Senhoras e Senhores,
é com grande satisfação que efetivamos o nosso há muito acalentado
intuito de realizar uma das sessões do Congresso de Estudos Euro-Brasileiros
2002 nesta cidade de Bragança Paulista. Gostaria de agradecer
à Sra., Profa. Vera Lucia Frangini, e à equipe de sua Fundação
Municipal de Ensino Superior por ter possibilitado esta nossa
confraternização.
Os Senhores certamente se perguntam por que é que damos tanto
valor em ver Bragança representada na programação deste simpósio.
A razão reside no vínculo histórico que une as instituições que
presido com esta cidade. O nosso mentor, Martin Braunwieser, nascido
em Salzburg em 1901 e falecido em São Paulo, em 1991, para aqui
veio em 1927, com a intenção de exercer nesta cidade o seu apostolado
artístico-filosófico-musical, ideais que constituem os fundamentos
da atual Akademie Brasil-Europa. Já aqui vivia o seu cunhado,
Demetrio Kipmann, maestro e professor que marcou profundamente
a vida musical bragantina por décadas e que tem hoje o seu nome
perpetuado no Casa da Cultura.
Qual era o projeto do Maestro Kipmann em fazer com que a sua irmã,
Tatiana e Martin Braunwieser viessem da Grécia, onde então atuavam,
para esta cidade? Qual eram as expectativas e os planos do casal
Braunwieser quando abandonaram o famoso Odeion de Atenas para
emigrarem para uma cidade do interior de São Paulo?

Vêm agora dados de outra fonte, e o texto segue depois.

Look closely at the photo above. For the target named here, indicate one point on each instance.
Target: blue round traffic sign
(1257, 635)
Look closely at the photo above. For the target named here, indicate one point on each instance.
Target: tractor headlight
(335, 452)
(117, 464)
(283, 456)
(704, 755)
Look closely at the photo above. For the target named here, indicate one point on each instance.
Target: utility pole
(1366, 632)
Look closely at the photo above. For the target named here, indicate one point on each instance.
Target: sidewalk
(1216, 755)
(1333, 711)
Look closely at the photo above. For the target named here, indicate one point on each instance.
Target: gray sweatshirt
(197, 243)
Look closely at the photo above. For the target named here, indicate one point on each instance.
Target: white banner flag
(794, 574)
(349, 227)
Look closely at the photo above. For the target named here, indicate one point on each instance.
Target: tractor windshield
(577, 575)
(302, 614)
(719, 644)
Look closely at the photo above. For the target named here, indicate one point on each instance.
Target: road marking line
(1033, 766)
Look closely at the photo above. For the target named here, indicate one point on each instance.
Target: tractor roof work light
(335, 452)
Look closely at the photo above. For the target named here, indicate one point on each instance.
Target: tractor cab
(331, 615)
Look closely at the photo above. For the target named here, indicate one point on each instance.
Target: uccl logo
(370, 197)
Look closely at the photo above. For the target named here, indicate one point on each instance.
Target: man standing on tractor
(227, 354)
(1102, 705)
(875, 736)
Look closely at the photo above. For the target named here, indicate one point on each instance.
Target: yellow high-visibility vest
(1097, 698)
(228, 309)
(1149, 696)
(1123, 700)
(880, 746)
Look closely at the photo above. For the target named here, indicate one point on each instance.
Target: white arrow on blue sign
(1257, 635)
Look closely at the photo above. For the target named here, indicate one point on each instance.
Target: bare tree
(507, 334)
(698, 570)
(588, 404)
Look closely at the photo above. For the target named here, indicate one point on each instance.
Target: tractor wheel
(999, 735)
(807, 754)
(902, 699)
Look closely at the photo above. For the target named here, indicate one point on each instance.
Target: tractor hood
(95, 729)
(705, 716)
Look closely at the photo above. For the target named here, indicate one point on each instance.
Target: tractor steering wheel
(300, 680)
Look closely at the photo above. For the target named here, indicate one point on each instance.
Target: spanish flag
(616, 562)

As concepções do Maestro Kipmann somente podem ser entendidas
se considerarmos a sua formação musical e filosófica no Exterior,
a sua cosmovisão, e o ambiente musical que encontrara em Bragança
à época de sua chegada.
À época da chegada de Demétrio Kipmann, a vida cultural e musical
de várias cidades do Interior de São Paulo, também a de Bragança,
era fortemente influenciada por imigrantes italianos. Isso se
manifestava nos repertórios das corporações militares, na música
para piano e canto, assim como na música sacra. Em Bragança, uma
das entidades mais influentes era a Sociedade Democrática Italiana.
À época da chegada de Demétrio Kipmann, a grande novidade era
o cinema, então mudo, acompanhado por orquestra no Central Theatro,
cuja regência ele assumiu. Esse trabalho não estava naturalmente
à altura de sua formação musical na antiga Rússia e nem muito
menos de acordo com as suas sérias concepções a respeito do valor
cultural e espiritual da arte musical. Para ele, apesar do apoio
de membros da colonia italiana da cidade, sobretudo de Augusto
Di Giorgio, Bragança tinha a necessidade de uma verdadeira transformação
cultural. Assim, a vinda de sua irmã Tatiana representava uma
oportunidade única para o início de uma atividade profundamente
renovadora da cultura. Ela era espiritualizada segundo os ideais
da teosofia e da antroposofia e vinha acompanhada pelo seu marido,
Martin Braunwieser, imbuído dos ideais mozartianos e de renovação
espiritual e estilística da cultura musical de Salzburg.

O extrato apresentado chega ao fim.